House SB 117 hearings start Wednesday… ice starting to crack?

The Ohio House Public Utilities Committee will hold its sponsor/proponent hearing on Senate Bill 117 this Wednesday. At least one local representative heard this from an AT&T lobbyist before he heard it from the committee leadership, but hey, what’s new there? Anyway, it’s on the official schedule now, so the train’s moving. That’s the inevitable bad news.

The good news is, I hear that Democrats on the committee are talking seriously among themselves about amendments to the bill, which emerged from the Senate as quite possibly the “worst of breed” in the country. I also hear that there’s amendment talk from the Communications Workers of America, which has supplied much of the muscle behind SB 117 up to now. In other states CWA has pushed for stronger “buildout” requirements and for giving real enforcement powers to public service commissions; in New York the union is actually backing a state video franchising bill opposed by AT&T and endorsed by Free Press! So it’s reasonable to expect CWA District 4 to try for similar improvements here if they see a chance of success.
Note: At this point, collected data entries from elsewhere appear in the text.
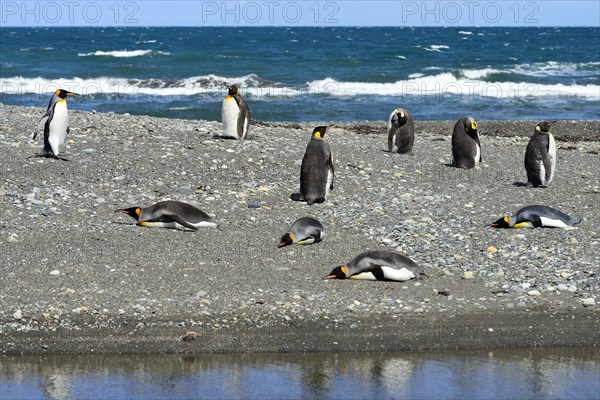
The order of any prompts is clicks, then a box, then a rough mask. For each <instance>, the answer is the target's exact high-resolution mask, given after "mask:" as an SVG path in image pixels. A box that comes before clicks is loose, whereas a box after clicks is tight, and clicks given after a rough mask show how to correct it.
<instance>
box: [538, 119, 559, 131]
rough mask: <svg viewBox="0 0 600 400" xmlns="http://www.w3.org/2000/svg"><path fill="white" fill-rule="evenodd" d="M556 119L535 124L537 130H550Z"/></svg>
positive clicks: (554, 122)
mask: <svg viewBox="0 0 600 400" xmlns="http://www.w3.org/2000/svg"><path fill="white" fill-rule="evenodd" d="M555 122H556V121H544V122H540V123H539V124H537V125H536V126H535V131H536V132H550V126H551V125H552V124H553V123H555Z"/></svg>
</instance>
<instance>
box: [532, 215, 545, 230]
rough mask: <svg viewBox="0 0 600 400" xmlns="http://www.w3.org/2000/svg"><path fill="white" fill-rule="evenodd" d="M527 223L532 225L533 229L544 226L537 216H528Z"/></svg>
mask: <svg viewBox="0 0 600 400" xmlns="http://www.w3.org/2000/svg"><path fill="white" fill-rule="evenodd" d="M529 222H531V223H532V224H533V227H534V228H542V227H543V226H544V224H543V223H542V219H541V218H540V216H539V215H537V214H532V215H530V216H529Z"/></svg>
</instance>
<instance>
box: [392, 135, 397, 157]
mask: <svg viewBox="0 0 600 400" xmlns="http://www.w3.org/2000/svg"><path fill="white" fill-rule="evenodd" d="M391 151H392V153H396V152H398V146H396V134H393V135H392V150H391Z"/></svg>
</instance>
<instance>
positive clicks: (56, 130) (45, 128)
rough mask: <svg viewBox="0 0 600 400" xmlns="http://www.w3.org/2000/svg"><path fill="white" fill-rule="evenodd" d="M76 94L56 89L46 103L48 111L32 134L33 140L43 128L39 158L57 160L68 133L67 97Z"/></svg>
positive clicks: (47, 109)
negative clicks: (40, 127)
mask: <svg viewBox="0 0 600 400" xmlns="http://www.w3.org/2000/svg"><path fill="white" fill-rule="evenodd" d="M75 94H76V93H73V92H69V91H68V90H65V89H58V90H57V91H56V92H54V94H53V95H52V98H51V99H50V102H49V103H48V109H47V110H46V113H45V114H44V116H43V117H42V119H41V120H40V122H39V123H38V125H37V128H36V129H35V132H34V133H33V138H32V139H31V140H35V138H36V137H37V133H38V131H39V129H40V127H41V126H42V125H43V126H44V149H43V150H42V153H41V154H40V156H42V157H53V158H59V157H58V153H59V147H60V145H61V144H63V143H64V142H65V138H66V136H67V133H69V114H68V110H67V101H66V100H65V99H66V97H67V96H73V95H75Z"/></svg>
The Plain Dealer editorialized yesterday that House members “should not be shy about debating its [B 117's] remaining flaws.”

As it now stands, libraries and schools served by video providers could be left without service after 2012. Those are important institutions that reach nearly everyone. They should be protected by the House.

In addition, video service providers must offer services to at least 30 percent of poor households in their area within five years. That may sound like a lot, but under the old system, most communities required every section of their localities to be covered.

A new law that promises to increase cable competition and lower prices shouldn’t leave Ohio’s poorest residents behind. Keeping the digital highway accessible to as many Ohioans as possible may not interest corporations, but it’s clearly in the public interest. The House should remember that.

This is all progress. Of course, it doesn’t change the fact that this bill will get out of committee and pass the House in some form. The General Assembly is going to eliminate local cable franchises in favor of statewide “Video Service Authorizations”. Everyone has known that since before SB 117 was introduced.

The only question is, can this bill be made less godawful?

Here are the most important changes I’m hoping for. Feel free to share them with your State Representative if you’re so inclined:

1. Prohibit the abandonment of less profitable cable markets (like inner-city neighborhoods) which now have access because it’s required by local cable franchises.

2. Strengthen the bill’s fiber buildout requirements for AT&T, and extend the same buildout guarantees to communities and consumers served by Verizon, Embarq and Cincinnati Bell (at least). Why should Ashtabula, Mansfield, New Philadelphia, Norwalk, Newark, Athens and Portsmouth (to name just a few) give up their home rule authority over cable franchising but get no guarantee of new fiber or “cable competition” in return?

3. Make the bill’s provisions to stop the redlining of lower-income communities serious and enforceable.

4. Give the state “franchising” agency the authority and resources to enforce the bill’s buildout, redlining and consumer protection provisions — including the authority to cancel a provider’s Video Service Authorization for serious failure to comply. (This might work better if that agency is the PUCO, which has a regulatory infrastructure in place, rather than the Commerce Department, which doesn’t.)

5. Preserve local I-Nets and public, education and government (PEG) channels provided by existing local franchises — no new “common head-end” limits, no peremptory take-backs of channels deemed “insufficiently used” by providers, etc. It’s clear that legislators don’t fully grasp the implications of these changes, and anyway PEG channels have nothing to do with the point of the bill, which is to encourage fiber buildout and competition by new providers. Disrupting communities’ existing institutional networks and PEG channels is just a gimme for the cable companies, which are already getting plenty of gimmes in exchange for their “neutrality” on SB 117. This one is wretched excess. Dump it.

6. Finally, let’s recognize what Ohio is actually trying to buy with SB 117 — the deployment of lots of new fiber bandwidth — and use this occasion to create a strategic capacity to develop real ubiquitous broadband access, along with digital inclusion for low-income and rural Ohioans. I hear some legislators (and CWA) are talking about amending SB 117 to create an Ohio version of Connect Kentucky. Assuming they include a revenue mechanism to make it work, this strikes me as an excellent idea.

Will any of this happen? Maybe not, but we seem to be closer today that we were two weeks ago. Spreading the word will help. Calling or writing your State Rep will help even more.

Update 5/22: Local Voice Ohio’s take on what needs to happen in the House. Also from LVO… a video interview with Committee member Louis Blessing (R-Cincinnati) and the full Committee agenda for tomorrow. Note that Rep. Evans’s broadband task force bill is up for its first hearing, too. Coincidence?

One Response to “House SB 117 hearings start Wednesday… ice starting to crack?”

  1. Jill Says:

    Done. THANK YOU so much for all the information.